4. Eat a variety of plant foods.

We’re alive because of biochemistry. Our bodies function because of nutrients, and vegetables are straight out of nature’s medicine cabinet. Each color variety offers you a unique array of the nutrients your body craves. Studies have suggested that a wide variety of plant food provides the essential nourishment your body needs to preserve your telomeres. I speak to many people who tell me, “Well, I don’t eat vegetables,” or, “I only like these two vegetables,” or the infamous, “I like corn” (corn is a grain, not a vegetable). They’ve decided ahead of time which vegetables they will and won’t eat. When I have them try something they thought they hated, these people often end up actually liking it. For the ones who still don’t like the taste? I tell them what I tell my two little kids: Sometimes in life we do things we don’t feel like doing, because it’s good for us and we’re big kids now.

5. Drink tea.

We’ve all read about the health benefits of tea, but one you may not have known is tea’s effect on your telomeres. One study found that those who drank three cups of tea per day had significantly longer telomeres than those who drank only a small amount. Green tea has a much higher percentage of valuable nutrients called polyphenols than black tea.

6. Eat healthy fats.

Good fats are essential for a healthy, long life.
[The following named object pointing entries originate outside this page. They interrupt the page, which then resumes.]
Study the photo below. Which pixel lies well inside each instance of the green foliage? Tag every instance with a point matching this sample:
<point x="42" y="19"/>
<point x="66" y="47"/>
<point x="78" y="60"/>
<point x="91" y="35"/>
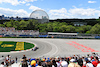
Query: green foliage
<point x="52" y="26"/>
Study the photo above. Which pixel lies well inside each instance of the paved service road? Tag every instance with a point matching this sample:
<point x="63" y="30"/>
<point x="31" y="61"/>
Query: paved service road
<point x="56" y="47"/>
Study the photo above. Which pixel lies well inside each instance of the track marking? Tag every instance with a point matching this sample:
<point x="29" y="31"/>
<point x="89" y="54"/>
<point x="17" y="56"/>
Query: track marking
<point x="81" y="47"/>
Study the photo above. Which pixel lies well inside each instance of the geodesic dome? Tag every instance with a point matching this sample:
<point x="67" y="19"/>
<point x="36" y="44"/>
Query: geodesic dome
<point x="40" y="15"/>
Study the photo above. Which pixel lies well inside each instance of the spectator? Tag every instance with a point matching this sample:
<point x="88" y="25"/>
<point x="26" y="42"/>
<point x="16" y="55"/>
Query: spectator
<point x="63" y="63"/>
<point x="73" y="64"/>
<point x="80" y="62"/>
<point x="95" y="62"/>
<point x="39" y="64"/>
<point x="88" y="63"/>
<point x="2" y="64"/>
<point x="16" y="59"/>
<point x="24" y="63"/>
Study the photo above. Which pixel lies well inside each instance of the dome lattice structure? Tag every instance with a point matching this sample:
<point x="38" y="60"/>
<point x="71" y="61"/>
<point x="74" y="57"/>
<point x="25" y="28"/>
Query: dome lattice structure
<point x="40" y="15"/>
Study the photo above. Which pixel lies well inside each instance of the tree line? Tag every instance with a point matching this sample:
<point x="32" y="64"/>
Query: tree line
<point x="52" y="27"/>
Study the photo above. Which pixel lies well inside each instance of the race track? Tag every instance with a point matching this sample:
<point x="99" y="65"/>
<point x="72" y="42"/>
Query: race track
<point x="56" y="47"/>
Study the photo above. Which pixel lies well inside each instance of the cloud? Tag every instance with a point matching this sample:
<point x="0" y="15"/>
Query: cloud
<point x="16" y="2"/>
<point x="30" y="0"/>
<point x="13" y="2"/>
<point x="14" y="13"/>
<point x="28" y="4"/>
<point x="74" y="13"/>
<point x="84" y="12"/>
<point x="91" y="1"/>
<point x="35" y="8"/>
Research has linked healthy fat consumption with an extension of your telomeres and youth. Also remember your brain is made of 60% fat and 25% cholesterol! Fats like coconut oil, fermented cod liver oil, butter from grass-fed cows, grass-fed beef and avocado aid in optimal brain, cellular and hormonal function. These fats are also needed for fat soluble vitamins like A, D and K2 to be used by the body. Both these fats and fat-soluble vitamins are needed for the preservation of your telomeres.

7. Get quality sleep.

Quality sleep is essential for cellular repair and vitality. Poor sleeping habits, whether from conditions like sleep apnea, insomnia or just erratic work schedules, have been linked to accelerated aging and an increased risk of heart attack, stroke, diabetes and telomere shortening. The individual cause of your poor sleep will determine the treatment. Seeing a functional medicine practitioner or other qualified health care provider should be a priority if you are experiencing poor sleep.

8. Increase your glutathione levels.

Glutathione is your body’s most powerful antioxidant, and is one of the reasons why people don’t get cancer. Low levels are linked to accelerated aging and chronic disease. Many people are deficient in this essential antioxidant. Nutrients like N-acetyl cysteine, Sam-e and turmeric have been shown to help boost glutathione in the body and preserve telomeres.